Sandwich loaf bread

I found this other fantastic recipe for bread that I am very keen to try today… but I am out of quinoa (we are looking online for Australian quinoa) and wonder if something else might work instead. I am very excited to make a sandwich loaf from scratch. Recipe here. It has no eggs, and I have just bought plenty of eggs, so I might do some experimenting later.
I’m not sure how many readers I have, and how many have a Thermomix or similar machine. I am very interested to hear how the Vitamix, Thermochef, Bellini, Kogan, Maxi and other similar products work out too.  I don’t sell Thermomixes, but if you want one, I can put you in contact with my other sister friend - who I call the Thermomix Queen. For all the options available I have only seen the Thermomix “In person” the Bellini in a box (at Target), and a friend has a Vitamix, but I have not seen it either.
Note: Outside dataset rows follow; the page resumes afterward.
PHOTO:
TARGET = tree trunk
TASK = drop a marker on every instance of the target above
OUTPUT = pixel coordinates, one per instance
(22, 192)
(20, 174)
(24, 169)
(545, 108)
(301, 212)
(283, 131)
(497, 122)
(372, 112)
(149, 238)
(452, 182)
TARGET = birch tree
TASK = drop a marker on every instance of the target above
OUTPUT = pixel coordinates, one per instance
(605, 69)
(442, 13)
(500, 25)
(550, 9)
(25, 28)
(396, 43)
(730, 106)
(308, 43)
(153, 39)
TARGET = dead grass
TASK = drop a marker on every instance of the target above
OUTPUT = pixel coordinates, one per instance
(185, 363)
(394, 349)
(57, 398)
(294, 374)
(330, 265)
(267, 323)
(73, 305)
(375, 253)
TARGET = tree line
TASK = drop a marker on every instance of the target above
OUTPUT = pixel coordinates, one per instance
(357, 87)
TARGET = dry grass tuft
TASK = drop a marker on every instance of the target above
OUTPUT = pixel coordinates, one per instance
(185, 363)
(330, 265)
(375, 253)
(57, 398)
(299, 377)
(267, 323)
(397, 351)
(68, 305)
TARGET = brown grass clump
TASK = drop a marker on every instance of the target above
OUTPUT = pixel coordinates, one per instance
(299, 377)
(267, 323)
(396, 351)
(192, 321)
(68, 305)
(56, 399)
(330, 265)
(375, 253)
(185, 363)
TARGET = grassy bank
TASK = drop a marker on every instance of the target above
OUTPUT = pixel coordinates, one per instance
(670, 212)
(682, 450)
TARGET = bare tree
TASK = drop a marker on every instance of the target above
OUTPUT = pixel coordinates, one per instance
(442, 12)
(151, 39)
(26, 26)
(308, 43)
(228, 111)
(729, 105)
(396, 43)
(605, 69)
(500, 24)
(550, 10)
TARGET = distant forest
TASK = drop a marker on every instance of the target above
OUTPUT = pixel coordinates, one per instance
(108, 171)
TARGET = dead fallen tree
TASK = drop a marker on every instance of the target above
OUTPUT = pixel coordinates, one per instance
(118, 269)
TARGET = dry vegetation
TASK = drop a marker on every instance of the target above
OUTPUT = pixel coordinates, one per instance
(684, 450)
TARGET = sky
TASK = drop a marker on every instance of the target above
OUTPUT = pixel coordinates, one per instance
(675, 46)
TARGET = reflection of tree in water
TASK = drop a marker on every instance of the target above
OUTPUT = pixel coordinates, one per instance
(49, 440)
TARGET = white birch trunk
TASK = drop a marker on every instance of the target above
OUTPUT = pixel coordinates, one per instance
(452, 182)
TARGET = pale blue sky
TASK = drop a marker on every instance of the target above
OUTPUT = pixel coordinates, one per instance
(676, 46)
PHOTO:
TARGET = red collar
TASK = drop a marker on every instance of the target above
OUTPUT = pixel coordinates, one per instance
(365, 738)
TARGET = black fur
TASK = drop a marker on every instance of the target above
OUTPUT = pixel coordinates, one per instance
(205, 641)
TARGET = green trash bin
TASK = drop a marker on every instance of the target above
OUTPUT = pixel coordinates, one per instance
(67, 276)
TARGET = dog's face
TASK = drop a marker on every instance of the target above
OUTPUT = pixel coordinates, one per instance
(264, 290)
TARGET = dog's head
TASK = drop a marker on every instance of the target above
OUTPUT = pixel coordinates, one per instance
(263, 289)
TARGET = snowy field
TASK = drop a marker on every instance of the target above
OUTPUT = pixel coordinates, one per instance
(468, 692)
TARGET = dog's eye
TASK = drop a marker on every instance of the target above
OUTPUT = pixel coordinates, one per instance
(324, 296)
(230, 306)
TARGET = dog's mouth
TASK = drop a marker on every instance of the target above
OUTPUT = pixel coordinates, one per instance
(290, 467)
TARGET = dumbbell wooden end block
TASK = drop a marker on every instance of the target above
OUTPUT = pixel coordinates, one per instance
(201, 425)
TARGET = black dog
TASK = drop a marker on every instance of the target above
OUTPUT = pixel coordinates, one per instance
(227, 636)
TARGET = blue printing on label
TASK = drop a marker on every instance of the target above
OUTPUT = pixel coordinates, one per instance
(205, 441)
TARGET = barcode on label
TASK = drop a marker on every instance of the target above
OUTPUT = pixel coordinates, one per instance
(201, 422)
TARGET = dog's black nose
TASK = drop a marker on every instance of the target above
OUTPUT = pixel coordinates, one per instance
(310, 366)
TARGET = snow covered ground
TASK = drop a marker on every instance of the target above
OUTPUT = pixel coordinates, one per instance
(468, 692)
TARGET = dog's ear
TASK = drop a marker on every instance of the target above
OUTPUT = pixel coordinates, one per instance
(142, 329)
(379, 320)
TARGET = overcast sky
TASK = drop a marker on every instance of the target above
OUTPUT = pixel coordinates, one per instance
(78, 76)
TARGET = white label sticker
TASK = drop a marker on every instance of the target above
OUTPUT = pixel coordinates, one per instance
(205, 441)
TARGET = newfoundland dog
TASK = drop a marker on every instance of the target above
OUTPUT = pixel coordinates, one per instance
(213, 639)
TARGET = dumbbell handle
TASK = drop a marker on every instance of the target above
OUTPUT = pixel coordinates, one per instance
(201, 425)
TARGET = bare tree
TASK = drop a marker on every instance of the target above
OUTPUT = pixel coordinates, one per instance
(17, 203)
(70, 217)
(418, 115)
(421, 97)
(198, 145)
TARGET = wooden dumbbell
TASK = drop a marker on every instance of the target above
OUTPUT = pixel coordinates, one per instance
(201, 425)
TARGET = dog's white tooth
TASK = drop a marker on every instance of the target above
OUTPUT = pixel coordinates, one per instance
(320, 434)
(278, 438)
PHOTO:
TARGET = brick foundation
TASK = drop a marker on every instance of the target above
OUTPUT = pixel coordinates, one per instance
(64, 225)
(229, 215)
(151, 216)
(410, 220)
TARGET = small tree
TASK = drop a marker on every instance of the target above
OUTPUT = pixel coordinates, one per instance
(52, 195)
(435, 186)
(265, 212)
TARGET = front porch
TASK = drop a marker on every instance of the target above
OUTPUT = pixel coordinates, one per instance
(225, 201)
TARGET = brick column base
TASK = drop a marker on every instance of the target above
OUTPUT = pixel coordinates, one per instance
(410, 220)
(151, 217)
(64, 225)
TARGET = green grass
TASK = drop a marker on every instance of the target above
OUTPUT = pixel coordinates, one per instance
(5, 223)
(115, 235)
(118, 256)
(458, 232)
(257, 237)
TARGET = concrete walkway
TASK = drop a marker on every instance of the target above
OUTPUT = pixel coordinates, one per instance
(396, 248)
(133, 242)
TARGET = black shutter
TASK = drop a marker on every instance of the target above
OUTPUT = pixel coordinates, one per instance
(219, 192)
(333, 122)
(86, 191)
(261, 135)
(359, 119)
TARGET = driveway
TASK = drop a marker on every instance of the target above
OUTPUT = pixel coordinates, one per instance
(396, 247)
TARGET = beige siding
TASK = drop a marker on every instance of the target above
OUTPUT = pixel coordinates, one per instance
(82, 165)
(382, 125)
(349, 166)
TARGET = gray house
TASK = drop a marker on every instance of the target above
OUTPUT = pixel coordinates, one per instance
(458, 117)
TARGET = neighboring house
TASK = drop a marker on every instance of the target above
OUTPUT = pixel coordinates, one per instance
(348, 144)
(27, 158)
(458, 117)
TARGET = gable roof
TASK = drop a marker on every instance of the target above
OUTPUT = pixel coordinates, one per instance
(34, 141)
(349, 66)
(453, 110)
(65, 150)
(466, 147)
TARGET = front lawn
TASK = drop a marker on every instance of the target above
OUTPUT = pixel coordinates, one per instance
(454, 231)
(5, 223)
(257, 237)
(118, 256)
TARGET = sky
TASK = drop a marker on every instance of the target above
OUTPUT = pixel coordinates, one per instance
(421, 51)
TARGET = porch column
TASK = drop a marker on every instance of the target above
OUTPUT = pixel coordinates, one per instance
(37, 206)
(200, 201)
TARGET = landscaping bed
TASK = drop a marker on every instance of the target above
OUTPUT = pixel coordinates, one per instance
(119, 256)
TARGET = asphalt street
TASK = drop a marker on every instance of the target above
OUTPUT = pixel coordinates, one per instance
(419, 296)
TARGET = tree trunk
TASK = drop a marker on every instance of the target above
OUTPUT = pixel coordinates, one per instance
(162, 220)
I have found this page essential for flour conversions hereIMG_0141

Quinoa is a bodifier; I see that I can swap with cornmeal, besan or rice flour. I am very keen for another cooking adventure. I have also seen sites that divide the flours by other ways, but this way works… so I use it. 
 
Kitchen malfunctions: I think I am making up for yesterday. I had just one (a burn from the oven, which I covered with a wet Anion wrapped in a tea-towel. Five minutes later, the pain was gone, I removed the stuff and my hand was great. It’s kind of nice to not waste 20 mins of cool water running over my hand, and not being stuck to the sink while things are cooking around me.
My dough was in the TM and the kneading function was “Not working”, I had it on stir, I needed it in the “closed lid position”. I hit reverse a few times to “facilitate the knead process.” 
There was a glob of dough under the blades, which I noticed after I had skimmed the top of the dough with a wet spoon (a process that would have been easier if the tin was the correct size for the amount of dough. I removed the dough using by putting the speed on 10. I added it to the loaf by working it in with wet fingers to the top of the dough.
Thanks to Simone at IMG_0142
I realised I didn’t need to call my TM Queen and ask how to get it fixed… So I will know for next time I try.
The chickpeas- I looked for them but they were “hiding” somewhere in the pantry, so I made the dough with cornmeal instead.
“Someone” used a knife in my loaf tin; it now has rusty stripes on it. I covered them with some alfoil.
My TM looked “Funny” when I was weighing… I had not “seated” the TM bowl correctly, so more chia seeds were added than was needed. I had been able to rescue the “extra” buckwheat though. Not that I am that concerned about the few additional chia seeds as I forgot to add the xanthan gum.
I think this one will be a “re-submit”. But it is happily resting ready to be baked in about an hour.
This dough does not rise very much at all. Next time I think I will use a smaller tin.
The bread was cooked in 50 minutes. Probably as the tin was a little on the large side for the loaf, I will let it cool and tell you what I think of the taste. So far I have noticed it is quite springy straight out of the oven. The cob loaf was like a rock. It also shrunk away from the sides of the pan so was very easy to remove to check the bottom was brown.
As if to mock me, on kitchen malfunctions day… the dishwasher is also refusing to turn on, so I will wash the dishes and allow the bread to cool.
Ok this bread is brilliant. It’s my favourite yet… now I just need an appropriate tin. I would go for probably one half the size lengthways so you make a shorter loaf but the bread slices are right.
It may be possible to make a 1.5 size dough ball or double batch to fill the loaf tin, assuming you had enough people who would eat the bread in the required time. I am not sure if extra dough would fit in the Thermomix.